Folders are used to structure the repository hierarchically, and contain theories or other folders (not both).
val _ = Datatype `folder = Sdict (sname # 'b) list)`;
I was looking for a much tighter charactersation of versioned trees, but this involved recursions in Datatype constructions which are not supported. So this is a simpler tree datatype which will suffice.
val _ = Datatype
`rtree =
Sfolder ('a rtree) folder |
Rleaf 'a;
A local repository is the concrete structure stored in a single SPaDE native repository file. It has the distinctive feature that it is the level at which branches and versions are managed. This is done through the top level folder of the local repository in which the tags associated with subfolders are labelled by ordered pairs constituting branch names and version numbers. This however has no effect on the abstract structure of the repository, which remains as a tree of folders and theories.
val _ = Datatype `hrepo = Hrepo ((htheory folder) rtree)`;
The whole point of SPaDEs more elaborate namespace is to support a single repository within which any parts can be selected to provide a context for reasoning and further extension. The combination of all local repositories which are reachable from each other forms a diasporic repository, which think of as constituting the entire knowledge reachable by the progeny of life on earth or some other point of origin. Since there may be more than one such origin, we may think of the collection of all diasporic repositories as constituting the pansophic repository, which encompasses all knowledge in the cosmos. The point of discussing a whole thus composed is to enaure that when previously disconnected diaspora encouter each other, we have a clear model of how their repositories may be logically combined.
The way in which this has been addressed has been through the heirarchic structure of relative names, open ended at the top, so that any two diasporic repositories may be combined by adding a further layer to the hierarchy if necessary to ensure uniqueness of names. I don’t think there is any urgency to formal modelling at this level.
Each diaporic repository determines a diasporic context, which a syntactic and a semantic component. The syntactic component is a signature and a set of constraints.
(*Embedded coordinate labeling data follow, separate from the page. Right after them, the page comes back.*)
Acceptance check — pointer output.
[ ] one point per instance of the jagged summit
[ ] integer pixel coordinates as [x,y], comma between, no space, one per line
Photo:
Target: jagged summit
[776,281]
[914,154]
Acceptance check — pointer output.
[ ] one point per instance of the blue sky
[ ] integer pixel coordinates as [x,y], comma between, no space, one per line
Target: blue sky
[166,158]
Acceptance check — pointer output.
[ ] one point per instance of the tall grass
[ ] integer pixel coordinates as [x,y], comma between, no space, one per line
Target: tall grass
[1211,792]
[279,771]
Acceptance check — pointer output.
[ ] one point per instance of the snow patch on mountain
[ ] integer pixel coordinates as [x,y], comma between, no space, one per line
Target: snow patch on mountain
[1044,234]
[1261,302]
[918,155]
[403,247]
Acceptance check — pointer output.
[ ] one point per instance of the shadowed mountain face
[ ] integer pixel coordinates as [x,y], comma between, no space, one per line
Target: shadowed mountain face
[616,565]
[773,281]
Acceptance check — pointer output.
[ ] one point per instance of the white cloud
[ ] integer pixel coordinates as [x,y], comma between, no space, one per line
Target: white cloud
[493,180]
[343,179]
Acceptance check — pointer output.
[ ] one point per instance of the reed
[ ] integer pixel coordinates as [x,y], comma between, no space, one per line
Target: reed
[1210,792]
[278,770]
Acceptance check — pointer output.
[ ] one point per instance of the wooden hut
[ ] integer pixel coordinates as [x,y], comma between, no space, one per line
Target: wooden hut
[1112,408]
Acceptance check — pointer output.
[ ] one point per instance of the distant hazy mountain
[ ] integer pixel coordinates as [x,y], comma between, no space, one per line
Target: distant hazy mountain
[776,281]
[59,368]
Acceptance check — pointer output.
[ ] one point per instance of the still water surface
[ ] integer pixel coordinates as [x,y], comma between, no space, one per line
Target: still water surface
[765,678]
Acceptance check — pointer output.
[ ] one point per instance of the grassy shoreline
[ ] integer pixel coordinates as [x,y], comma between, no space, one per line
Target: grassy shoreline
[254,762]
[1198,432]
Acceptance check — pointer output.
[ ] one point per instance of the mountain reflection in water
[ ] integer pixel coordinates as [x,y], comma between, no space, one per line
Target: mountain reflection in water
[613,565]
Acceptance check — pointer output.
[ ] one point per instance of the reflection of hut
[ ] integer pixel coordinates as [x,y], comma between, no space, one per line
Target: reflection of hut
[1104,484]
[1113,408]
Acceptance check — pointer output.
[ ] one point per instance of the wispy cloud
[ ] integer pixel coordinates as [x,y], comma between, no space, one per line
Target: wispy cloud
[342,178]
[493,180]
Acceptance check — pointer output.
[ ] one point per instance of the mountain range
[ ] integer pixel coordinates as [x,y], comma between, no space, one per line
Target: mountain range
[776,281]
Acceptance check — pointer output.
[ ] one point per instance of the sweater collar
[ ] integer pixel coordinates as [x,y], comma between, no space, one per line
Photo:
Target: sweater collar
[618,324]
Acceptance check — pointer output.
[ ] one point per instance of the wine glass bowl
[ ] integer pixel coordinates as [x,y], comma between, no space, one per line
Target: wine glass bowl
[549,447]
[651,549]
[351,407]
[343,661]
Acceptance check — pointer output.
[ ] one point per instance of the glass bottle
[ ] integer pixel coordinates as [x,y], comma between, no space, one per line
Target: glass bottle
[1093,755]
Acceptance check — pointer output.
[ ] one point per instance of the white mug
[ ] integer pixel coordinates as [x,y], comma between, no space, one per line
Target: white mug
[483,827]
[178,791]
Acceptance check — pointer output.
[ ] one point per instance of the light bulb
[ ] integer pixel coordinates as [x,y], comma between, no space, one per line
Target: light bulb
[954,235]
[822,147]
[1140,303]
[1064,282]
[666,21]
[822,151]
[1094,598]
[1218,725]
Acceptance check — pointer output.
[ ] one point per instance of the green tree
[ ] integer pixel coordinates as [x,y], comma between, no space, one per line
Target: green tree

The semantic componenet is a collection of assignments of values to the names in the signature which satisfy the constraints, and is therefore called a model. Each models determines the truth value of BOOLean terms constructed using only the names in the signature, and the soundness of the logic ensures that any term which can be proved true in the context is true in all models of the context.
The context in which reasoning takes place will normally be a small part of that diasporic context, and the diasporic repository has additional structure which facilitates the choice of a context appropriate for any particular application or theory development.
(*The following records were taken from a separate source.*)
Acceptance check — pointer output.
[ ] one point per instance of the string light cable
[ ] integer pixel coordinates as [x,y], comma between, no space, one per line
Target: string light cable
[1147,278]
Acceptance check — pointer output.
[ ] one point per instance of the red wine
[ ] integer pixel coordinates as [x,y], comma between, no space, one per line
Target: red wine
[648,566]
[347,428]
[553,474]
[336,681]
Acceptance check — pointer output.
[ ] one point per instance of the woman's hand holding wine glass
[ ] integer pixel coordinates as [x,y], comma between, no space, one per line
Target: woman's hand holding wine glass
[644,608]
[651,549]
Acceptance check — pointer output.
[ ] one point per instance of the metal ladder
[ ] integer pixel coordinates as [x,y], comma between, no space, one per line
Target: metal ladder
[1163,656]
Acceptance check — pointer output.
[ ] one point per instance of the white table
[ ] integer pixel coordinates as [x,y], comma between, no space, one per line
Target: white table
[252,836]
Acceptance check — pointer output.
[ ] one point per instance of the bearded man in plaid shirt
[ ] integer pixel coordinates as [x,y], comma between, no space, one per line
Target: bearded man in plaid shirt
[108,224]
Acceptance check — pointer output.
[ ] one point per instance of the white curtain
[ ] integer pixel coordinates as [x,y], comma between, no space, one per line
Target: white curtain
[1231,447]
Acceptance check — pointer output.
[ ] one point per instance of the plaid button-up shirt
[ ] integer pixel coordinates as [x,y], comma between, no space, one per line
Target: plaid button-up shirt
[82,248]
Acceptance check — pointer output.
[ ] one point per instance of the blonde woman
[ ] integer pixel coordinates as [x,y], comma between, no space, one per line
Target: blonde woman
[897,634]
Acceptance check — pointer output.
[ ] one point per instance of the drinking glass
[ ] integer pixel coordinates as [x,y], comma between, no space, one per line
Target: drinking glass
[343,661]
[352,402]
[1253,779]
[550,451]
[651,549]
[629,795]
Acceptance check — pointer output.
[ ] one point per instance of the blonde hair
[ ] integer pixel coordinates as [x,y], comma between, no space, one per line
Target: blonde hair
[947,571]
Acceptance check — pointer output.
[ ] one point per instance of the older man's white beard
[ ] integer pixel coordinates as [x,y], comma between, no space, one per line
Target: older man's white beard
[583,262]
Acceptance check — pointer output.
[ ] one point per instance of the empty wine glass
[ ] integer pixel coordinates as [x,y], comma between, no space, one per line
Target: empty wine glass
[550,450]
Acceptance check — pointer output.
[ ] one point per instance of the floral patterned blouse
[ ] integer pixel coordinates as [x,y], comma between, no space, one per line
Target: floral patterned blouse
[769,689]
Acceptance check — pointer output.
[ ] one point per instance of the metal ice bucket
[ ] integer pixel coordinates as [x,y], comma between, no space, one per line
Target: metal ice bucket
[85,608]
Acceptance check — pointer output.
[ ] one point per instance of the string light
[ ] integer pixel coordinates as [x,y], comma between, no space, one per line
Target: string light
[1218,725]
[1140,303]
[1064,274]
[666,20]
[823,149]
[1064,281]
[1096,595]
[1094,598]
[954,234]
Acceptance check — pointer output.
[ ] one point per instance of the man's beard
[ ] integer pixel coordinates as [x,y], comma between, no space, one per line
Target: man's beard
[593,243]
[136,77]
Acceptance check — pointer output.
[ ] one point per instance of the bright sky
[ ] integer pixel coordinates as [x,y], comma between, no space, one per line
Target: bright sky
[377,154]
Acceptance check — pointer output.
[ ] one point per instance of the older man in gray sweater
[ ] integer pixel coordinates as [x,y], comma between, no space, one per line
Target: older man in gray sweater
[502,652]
Two core mechanisms provide the bsis for this, with some additional elaborations related to integrity and security.
The core features are:
The context in which the extensions in a theory are to be interpreted is determined by the union of the signatures and constraints of the parent theories of that theory, together with all their ancestors. A new appliction may therefore select just those parent theories needed to incorporate all the names on which the proposed extensions depend. The context in which the extensions of that theory are then interpreted is the union of the contexts created by those parent theories.
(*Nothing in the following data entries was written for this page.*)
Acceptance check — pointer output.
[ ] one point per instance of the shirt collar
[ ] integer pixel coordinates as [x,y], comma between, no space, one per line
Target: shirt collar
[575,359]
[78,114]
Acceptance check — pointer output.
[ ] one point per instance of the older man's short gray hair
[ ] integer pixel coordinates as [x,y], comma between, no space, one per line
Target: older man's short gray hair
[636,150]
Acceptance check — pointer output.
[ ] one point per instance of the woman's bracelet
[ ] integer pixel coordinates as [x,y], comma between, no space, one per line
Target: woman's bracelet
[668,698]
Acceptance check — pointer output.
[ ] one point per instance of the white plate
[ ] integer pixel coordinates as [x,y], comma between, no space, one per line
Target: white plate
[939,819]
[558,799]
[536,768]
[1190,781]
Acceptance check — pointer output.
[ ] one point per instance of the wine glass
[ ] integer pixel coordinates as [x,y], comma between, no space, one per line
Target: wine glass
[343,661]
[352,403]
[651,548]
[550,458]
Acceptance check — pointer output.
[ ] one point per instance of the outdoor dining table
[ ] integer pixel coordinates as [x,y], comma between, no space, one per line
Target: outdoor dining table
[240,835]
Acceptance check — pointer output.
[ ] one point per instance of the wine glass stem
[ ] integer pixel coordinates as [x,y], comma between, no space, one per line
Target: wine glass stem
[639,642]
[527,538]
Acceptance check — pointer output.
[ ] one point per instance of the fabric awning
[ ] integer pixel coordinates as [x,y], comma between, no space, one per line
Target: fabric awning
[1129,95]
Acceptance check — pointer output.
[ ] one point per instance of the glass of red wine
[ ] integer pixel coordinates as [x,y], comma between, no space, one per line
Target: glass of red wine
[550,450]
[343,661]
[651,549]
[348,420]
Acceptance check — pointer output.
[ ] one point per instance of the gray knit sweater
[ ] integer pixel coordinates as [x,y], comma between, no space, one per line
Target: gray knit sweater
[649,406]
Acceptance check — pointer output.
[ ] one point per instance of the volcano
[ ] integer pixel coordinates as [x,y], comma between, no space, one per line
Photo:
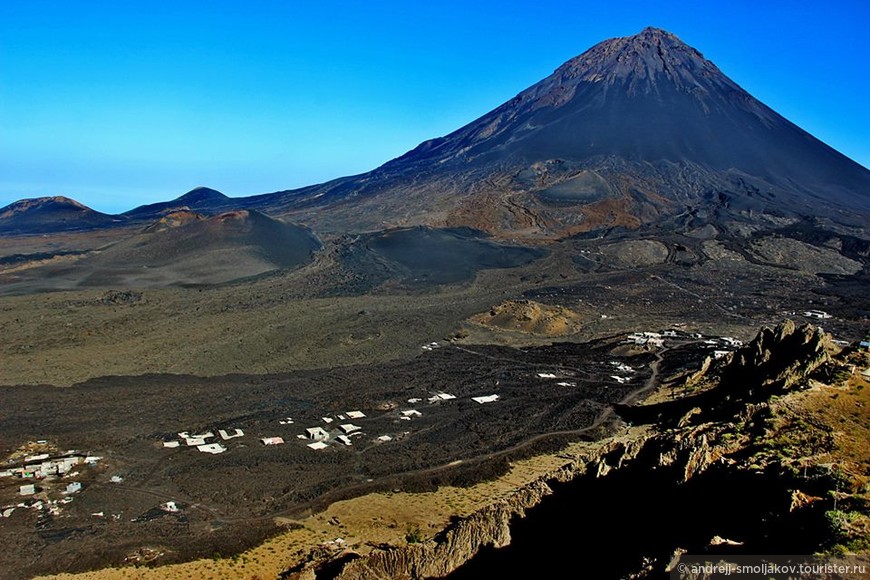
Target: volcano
[52,214]
[633,131]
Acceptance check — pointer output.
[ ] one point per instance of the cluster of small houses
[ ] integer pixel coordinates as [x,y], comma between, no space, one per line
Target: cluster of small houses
[44,466]
[201,443]
[340,427]
[657,339]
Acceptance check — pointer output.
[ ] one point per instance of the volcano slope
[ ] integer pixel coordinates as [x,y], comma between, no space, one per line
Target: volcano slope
[658,229]
[182,248]
[634,131]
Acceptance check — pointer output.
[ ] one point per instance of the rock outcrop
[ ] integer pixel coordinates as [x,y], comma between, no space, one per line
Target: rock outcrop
[775,360]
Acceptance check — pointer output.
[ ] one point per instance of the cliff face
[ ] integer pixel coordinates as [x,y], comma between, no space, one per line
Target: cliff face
[781,357]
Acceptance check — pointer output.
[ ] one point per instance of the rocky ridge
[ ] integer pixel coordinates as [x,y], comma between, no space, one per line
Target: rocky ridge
[777,361]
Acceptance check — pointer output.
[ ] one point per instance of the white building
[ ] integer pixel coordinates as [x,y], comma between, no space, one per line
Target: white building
[486,399]
[820,314]
[226,436]
[213,448]
[317,433]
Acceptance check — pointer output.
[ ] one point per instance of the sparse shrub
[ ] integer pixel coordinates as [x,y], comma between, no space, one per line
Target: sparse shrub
[414,535]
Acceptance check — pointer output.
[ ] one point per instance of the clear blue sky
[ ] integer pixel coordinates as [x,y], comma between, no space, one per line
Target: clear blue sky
[117,104]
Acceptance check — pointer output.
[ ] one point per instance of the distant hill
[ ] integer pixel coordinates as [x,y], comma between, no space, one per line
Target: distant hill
[636,131]
[633,131]
[183,249]
[200,199]
[52,214]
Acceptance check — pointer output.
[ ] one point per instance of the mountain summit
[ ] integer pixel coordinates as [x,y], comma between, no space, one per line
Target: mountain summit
[632,131]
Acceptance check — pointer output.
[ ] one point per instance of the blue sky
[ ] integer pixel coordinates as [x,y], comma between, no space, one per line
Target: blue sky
[117,104]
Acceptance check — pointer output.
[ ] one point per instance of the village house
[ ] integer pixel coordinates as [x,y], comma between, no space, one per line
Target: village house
[317,433]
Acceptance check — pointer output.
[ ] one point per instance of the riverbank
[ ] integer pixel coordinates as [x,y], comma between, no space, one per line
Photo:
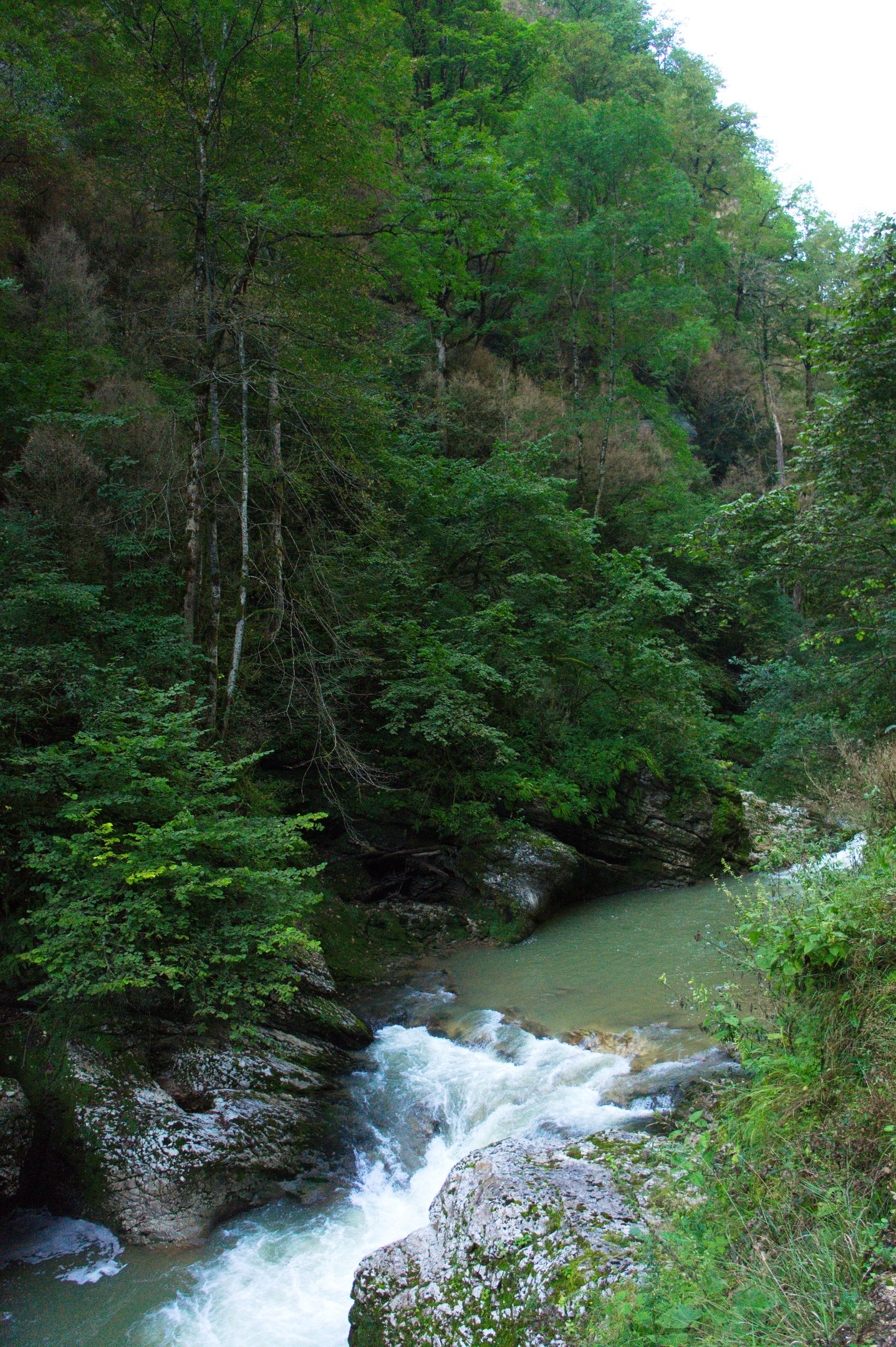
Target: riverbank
[792,1240]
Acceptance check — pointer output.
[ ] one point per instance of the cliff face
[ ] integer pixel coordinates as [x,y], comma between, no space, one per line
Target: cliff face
[655,836]
[161,1128]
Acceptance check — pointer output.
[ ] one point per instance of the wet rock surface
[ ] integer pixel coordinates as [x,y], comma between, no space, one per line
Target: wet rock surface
[162,1157]
[784,830]
[161,1128]
[530,876]
[521,1238]
[17,1133]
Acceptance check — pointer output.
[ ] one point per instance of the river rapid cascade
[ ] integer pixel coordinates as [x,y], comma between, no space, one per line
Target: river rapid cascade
[449,1075]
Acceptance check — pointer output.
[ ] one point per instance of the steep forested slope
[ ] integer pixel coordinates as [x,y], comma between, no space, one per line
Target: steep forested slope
[363,368]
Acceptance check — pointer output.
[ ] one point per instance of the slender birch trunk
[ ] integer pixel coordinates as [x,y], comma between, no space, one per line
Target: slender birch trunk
[244,536]
[605,440]
[195,511]
[277,514]
[214,565]
[214,623]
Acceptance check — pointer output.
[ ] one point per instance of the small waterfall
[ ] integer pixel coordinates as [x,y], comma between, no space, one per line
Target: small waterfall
[429,1101]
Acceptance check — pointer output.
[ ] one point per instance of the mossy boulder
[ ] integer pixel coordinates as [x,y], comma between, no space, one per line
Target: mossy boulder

Theorems proven in that context are signed by some more or less trusted authority as derivable in that context, usng a cryptographic hash of the theory which not only reliably identifies the theory, but also insures against its modification. Because the integrity of theorems is established using digital signatures, theorems do not need to be stored in the SPaDE repository, which is wholly devoted to securely recording logical contexts in which reasoning takes place rather than the resulting theorems. SPaDE does not permit modification to theories, ensuring that the context in which any theorem is proven cannot be misconstrued. It is possible to edit theories in a SPaDE repository, but this creates a new theory with a new name and a new hash, and any theorems proven in the prior theory remain valid in that theory, but not in the new theory.